A side note on chypres
No other family causes more confusion, or perhaps more accurately consternation, among modern perfumistas than the chypre family. The classic chypre was descended from François Coty's Chypre, a 1917 fragrance named for Cyprus and featuring a mossy base and notes of citrus, patchouli and amber. Later chypres used a similar structure. Five years ago, you could tell someone what a chypre was by example: smell Guerlain Mitsouko and Christian Dior Diorella to understand a fruity chypre, Piguet Bandit and Christian Dior Diorling to understand a leather chypre, Jean Couturier Coriandre or Hermès Caleche for an aldehydic chypre, Christian Dior Miss Dior for a green chypre and Caron Yatagan for an aromatic chypre, and so on and so forth.
Many of those fragrances have now been reformulated, in some cases because of new restrictions on oakmoss, in others, for unrelated reasons.
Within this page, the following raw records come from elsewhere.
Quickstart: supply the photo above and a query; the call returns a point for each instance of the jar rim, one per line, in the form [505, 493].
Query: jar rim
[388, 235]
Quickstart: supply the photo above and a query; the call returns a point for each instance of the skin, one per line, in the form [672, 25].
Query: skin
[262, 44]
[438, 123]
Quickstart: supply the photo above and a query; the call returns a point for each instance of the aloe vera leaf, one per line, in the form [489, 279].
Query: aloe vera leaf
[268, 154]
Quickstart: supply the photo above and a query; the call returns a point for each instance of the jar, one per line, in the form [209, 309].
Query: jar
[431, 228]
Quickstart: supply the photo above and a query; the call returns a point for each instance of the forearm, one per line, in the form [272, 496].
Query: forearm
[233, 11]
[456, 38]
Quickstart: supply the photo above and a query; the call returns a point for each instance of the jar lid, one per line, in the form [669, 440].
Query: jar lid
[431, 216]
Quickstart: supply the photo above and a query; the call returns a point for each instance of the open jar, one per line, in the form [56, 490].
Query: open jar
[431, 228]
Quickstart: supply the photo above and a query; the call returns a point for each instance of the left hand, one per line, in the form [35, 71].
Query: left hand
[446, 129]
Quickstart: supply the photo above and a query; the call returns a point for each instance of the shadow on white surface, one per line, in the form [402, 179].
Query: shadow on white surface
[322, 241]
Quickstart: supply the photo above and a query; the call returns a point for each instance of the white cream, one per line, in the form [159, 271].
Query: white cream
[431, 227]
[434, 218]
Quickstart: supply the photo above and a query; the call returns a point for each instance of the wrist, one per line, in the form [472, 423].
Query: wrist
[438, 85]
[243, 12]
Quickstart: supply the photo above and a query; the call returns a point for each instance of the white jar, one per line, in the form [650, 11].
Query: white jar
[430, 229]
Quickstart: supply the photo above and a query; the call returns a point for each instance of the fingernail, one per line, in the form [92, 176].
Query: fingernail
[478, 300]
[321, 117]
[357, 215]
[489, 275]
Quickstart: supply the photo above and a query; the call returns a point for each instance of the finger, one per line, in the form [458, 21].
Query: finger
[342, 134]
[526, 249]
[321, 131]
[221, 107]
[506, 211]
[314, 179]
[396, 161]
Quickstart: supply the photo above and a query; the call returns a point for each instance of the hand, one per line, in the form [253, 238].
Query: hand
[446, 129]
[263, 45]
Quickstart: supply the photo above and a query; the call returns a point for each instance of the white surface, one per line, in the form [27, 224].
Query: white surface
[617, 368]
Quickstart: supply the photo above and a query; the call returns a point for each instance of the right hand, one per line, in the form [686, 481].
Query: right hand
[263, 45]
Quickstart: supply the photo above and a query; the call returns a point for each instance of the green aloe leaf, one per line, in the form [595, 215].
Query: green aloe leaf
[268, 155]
Recent fragrances advertised as chypres have little in common with their forebears — often nothing more than some patchouli or amber in the base — and most of them would have been classified under the woods category in olden times. Why the fragrance industry wants to keep using the term chypre is something of a mystery — it can't be much of a selling point with the general perfume consumer, who doesn't know what it is until they're told, or with sales staff, who often don't know what it is either, and who frequently can't pronounce it. But clearly they do want to go on using it, as it appears frequently in press releases. I can only say that any system that classifies Miss Dior and Miss Dior Chérie in the same fragrance family is arguably no longer primarily concerned with being helpful to consumers.
Note: top image is via Fragrances of the World.
1. Of course, you also can't tell if a fragrance is any good by knowing the fragrance family, and as long as we're on the subject, I'll go on record for the zillionth time as saying there is nothing inherently wrong with fruity florals. Some of my best friends are fruity florals, and there have been whole summers where I've worn virtually nothing else.